Distance lent enchantment to the view. Poland was in a wretched condition through the dissensions of the nobility. The Emperor was angry and talked of stopping the duke en route.[1589] Lithuania seceded and entered into an alliance with the duke of Prussia, the king of Sweden, and Russia, to overthrow the Polish government.[1590] The Hanseatic cities, too, like Dantzig, Riga, and Revel, were very dissatisfied, for it was open knowledge that Poland aspired to the control of their commerce.[1591] The Poles themselves soon discovered that their new king was a goose without a golden egg. For the French lawyers found an interpretation of the promise that the French would discharge the debts of the realm to the effect that the promise meant only those arising since the death of the late king. The Polish agents in Paris made wry faces at the finding, but so the agreement was registered by the Parlement of Paris on September 17, 1573.[1592] In the same month the duke of Anjou set out for his new kingdom, going via Nancy, Heidelberg, and Frankfurt to Cracow. Metz he avoided because the Emperor, still sullen and still smarting from the loss of the city twenty-one years before (1552), had commanded the imperial commissioners appointed to conduct him, to receive him in Metz as though it were a free city of the empire, which the French naturally refused to permit.

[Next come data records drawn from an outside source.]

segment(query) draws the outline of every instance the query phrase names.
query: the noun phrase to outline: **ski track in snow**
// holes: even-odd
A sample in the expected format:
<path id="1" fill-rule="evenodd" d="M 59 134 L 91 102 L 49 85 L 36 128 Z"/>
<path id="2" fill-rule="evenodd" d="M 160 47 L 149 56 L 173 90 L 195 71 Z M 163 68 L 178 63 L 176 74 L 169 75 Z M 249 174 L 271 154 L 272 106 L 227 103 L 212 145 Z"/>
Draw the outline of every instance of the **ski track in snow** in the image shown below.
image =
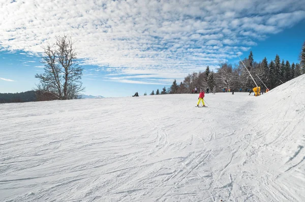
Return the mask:
<path id="1" fill-rule="evenodd" d="M 304 79 L 206 94 L 207 108 L 194 94 L 0 105 L 0 200 L 304 201 Z"/>

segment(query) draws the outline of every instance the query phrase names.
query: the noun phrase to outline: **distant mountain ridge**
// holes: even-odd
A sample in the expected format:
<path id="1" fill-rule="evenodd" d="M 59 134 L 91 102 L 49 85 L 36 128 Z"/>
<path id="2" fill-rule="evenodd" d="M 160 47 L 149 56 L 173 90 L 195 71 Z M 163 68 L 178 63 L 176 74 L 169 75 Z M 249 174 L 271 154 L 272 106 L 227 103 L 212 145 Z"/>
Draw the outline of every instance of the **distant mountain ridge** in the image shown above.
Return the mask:
<path id="1" fill-rule="evenodd" d="M 101 95 L 81 95 L 81 97 L 83 99 L 92 99 L 92 98 L 105 98 Z"/>

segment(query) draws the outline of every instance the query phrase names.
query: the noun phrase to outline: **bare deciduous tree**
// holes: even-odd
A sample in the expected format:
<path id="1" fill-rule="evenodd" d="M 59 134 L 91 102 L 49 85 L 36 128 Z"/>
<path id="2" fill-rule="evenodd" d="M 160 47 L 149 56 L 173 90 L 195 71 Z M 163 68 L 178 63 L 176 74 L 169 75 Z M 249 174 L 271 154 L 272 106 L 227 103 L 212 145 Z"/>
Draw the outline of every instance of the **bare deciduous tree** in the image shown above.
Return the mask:
<path id="1" fill-rule="evenodd" d="M 38 94 L 43 96 L 46 93 L 46 97 L 51 99 L 79 98 L 79 93 L 84 89 L 80 81 L 83 69 L 77 63 L 75 42 L 66 35 L 55 38 L 53 45 L 43 46 L 41 62 L 44 64 L 44 73 L 35 75 L 40 81 L 37 85 Z"/>

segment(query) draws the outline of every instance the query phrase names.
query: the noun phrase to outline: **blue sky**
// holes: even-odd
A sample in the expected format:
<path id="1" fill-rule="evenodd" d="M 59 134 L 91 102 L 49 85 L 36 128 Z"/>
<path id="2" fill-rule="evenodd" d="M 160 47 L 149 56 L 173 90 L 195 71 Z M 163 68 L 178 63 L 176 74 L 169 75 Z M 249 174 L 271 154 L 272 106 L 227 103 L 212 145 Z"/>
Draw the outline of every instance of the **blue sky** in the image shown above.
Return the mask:
<path id="1" fill-rule="evenodd" d="M 278 54 L 298 62 L 305 41 L 305 5 L 296 0 L 6 2 L 0 92 L 35 87 L 41 45 L 64 33 L 76 41 L 84 93 L 106 97 L 149 94 L 250 50 L 257 61 Z"/>

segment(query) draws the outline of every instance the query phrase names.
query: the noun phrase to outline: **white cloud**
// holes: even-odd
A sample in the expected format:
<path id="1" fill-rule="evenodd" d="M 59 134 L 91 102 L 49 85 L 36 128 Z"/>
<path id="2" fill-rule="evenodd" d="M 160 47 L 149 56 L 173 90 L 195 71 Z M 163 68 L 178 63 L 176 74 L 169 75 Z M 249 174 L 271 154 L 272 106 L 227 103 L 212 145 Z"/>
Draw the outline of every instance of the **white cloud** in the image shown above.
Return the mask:
<path id="1" fill-rule="evenodd" d="M 12 80 L 11 79 L 5 79 L 4 78 L 0 78 L 0 80 L 3 80 L 3 81 L 15 81 Z"/>
<path id="2" fill-rule="evenodd" d="M 0 50 L 37 55 L 66 33 L 82 63 L 100 66 L 95 73 L 160 81 L 216 65 L 305 18 L 299 0 L 11 2 L 0 3 Z"/>

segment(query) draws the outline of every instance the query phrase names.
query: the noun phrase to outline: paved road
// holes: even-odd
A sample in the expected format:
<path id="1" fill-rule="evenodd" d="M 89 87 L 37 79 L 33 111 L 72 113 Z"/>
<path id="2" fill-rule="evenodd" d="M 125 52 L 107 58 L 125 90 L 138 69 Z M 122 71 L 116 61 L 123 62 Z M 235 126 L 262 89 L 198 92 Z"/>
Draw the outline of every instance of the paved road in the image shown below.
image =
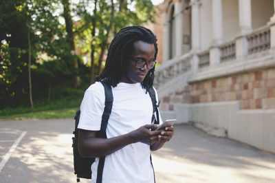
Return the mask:
<path id="1" fill-rule="evenodd" d="M 76 182 L 73 128 L 72 119 L 0 120 L 0 182 Z M 157 183 L 275 182 L 274 154 L 190 125 L 175 128 L 173 139 L 153 153 Z"/>

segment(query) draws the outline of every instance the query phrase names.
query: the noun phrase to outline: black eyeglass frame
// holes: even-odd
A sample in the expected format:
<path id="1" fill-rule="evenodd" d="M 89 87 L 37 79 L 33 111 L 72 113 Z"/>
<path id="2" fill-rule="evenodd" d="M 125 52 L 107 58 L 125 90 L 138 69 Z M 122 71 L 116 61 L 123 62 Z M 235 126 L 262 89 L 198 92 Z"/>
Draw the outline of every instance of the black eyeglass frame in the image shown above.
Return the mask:
<path id="1" fill-rule="evenodd" d="M 153 60 L 151 60 L 151 61 L 144 61 L 144 60 L 142 60 L 142 61 L 138 61 L 138 60 L 136 60 L 136 58 L 133 58 L 133 57 L 131 57 L 130 58 L 131 59 L 132 59 L 132 61 L 135 61 L 135 68 L 138 68 L 138 69 L 142 69 L 142 68 L 143 68 L 144 66 L 145 66 L 145 65 L 147 66 L 147 68 L 148 69 L 153 69 L 154 67 L 155 67 L 155 64 L 156 64 L 156 63 L 157 63 L 157 61 L 155 60 L 155 59 L 153 59 Z M 137 67 L 137 64 L 138 64 L 138 62 L 143 62 L 144 64 L 142 65 L 142 67 Z M 148 66 L 149 66 L 149 62 L 153 62 L 153 63 L 154 63 L 154 65 L 152 66 L 152 67 L 149 67 Z"/>

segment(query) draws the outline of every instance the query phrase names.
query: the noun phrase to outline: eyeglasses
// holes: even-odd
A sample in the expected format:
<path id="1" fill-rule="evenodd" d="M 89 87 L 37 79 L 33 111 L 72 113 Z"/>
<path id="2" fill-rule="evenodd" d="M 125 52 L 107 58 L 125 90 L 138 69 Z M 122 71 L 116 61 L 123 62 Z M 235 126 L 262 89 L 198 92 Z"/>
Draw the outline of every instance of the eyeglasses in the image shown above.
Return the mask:
<path id="1" fill-rule="evenodd" d="M 151 69 L 154 67 L 155 63 L 157 63 L 157 61 L 153 59 L 151 61 L 144 61 L 144 60 L 137 60 L 136 58 L 131 58 L 133 61 L 135 62 L 135 67 L 138 69 L 141 69 L 144 67 L 145 65 L 147 65 L 147 68 Z"/>

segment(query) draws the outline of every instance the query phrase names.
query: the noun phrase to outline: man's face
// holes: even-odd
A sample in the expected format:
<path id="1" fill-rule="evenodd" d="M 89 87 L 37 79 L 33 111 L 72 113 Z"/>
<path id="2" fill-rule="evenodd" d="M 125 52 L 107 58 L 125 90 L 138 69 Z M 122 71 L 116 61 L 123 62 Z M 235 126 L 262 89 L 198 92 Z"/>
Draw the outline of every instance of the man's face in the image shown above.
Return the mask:
<path id="1" fill-rule="evenodd" d="M 138 41 L 133 44 L 133 54 L 126 58 L 126 65 L 122 73 L 120 82 L 126 83 L 142 83 L 150 70 L 147 64 L 142 68 L 137 68 L 137 62 L 144 61 L 153 64 L 155 58 L 155 46 L 153 44 Z"/>

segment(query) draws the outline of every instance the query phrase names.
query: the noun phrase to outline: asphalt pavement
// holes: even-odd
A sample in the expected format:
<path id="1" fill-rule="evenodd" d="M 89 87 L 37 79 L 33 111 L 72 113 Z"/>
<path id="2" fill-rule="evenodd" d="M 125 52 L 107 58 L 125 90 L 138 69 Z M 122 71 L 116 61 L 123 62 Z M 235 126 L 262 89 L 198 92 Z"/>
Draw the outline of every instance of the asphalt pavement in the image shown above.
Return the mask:
<path id="1" fill-rule="evenodd" d="M 76 182 L 74 126 L 73 119 L 0 120 L 0 182 Z M 153 152 L 157 183 L 275 182 L 275 154 L 189 125 L 175 129 Z"/>

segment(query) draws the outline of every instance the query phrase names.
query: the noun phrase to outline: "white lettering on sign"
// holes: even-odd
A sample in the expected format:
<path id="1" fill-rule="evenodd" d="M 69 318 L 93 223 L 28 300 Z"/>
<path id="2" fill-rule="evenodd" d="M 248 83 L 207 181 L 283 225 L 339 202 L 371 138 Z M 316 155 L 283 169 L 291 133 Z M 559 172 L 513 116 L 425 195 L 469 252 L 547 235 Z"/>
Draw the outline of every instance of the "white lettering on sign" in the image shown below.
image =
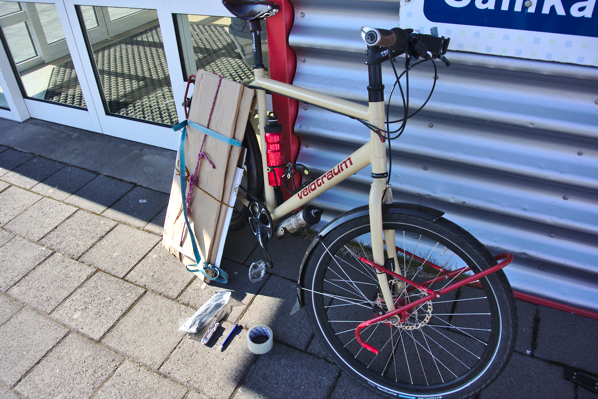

Again the foolish affection of Catherine de Medici for one of her children,[1593] again her political fatuity, threw France far off from the course she should have followed. As before the massacre, so now that course was the path to Italy.[1594] Instead of narrowing the field of her ambition for her children and concentrating her power, not content with Poland for the duke of Anjou, she even dreamed of the Hapsburg crown for Charles IX,[1595] and that of England for AlenÇon. Schomberg’s missions in 1572-73 to Germany[1596] were not merely to dispose the German princes in favor of France’s projected enterprise in the Netherlands, but also to persuade them, especially the electors of Cologne and the Palatinate, in favor of the French King’s imperial ambition. France’s policy in Poland[1597] and her policy in Germany were two parts of one grand design and in a large sense had to stand or fall together. Peace with the Huguenots was an essential element in the forwarding of this project, especially with the Protestant German princes, as Schomberg pointed out.[1598]

But there were two great obstacles in the way of advance—German resentment because of the massacre of St. Bartholomew[1599] and the counter-diplomacy of Spain.[1600] The Guisard-Spanish party at home naturally exerted itself to thwart the prosecution of these designs.[1601] Morvilliers warned Charles IX that their continuance would involve France in a war with Spain.[1602]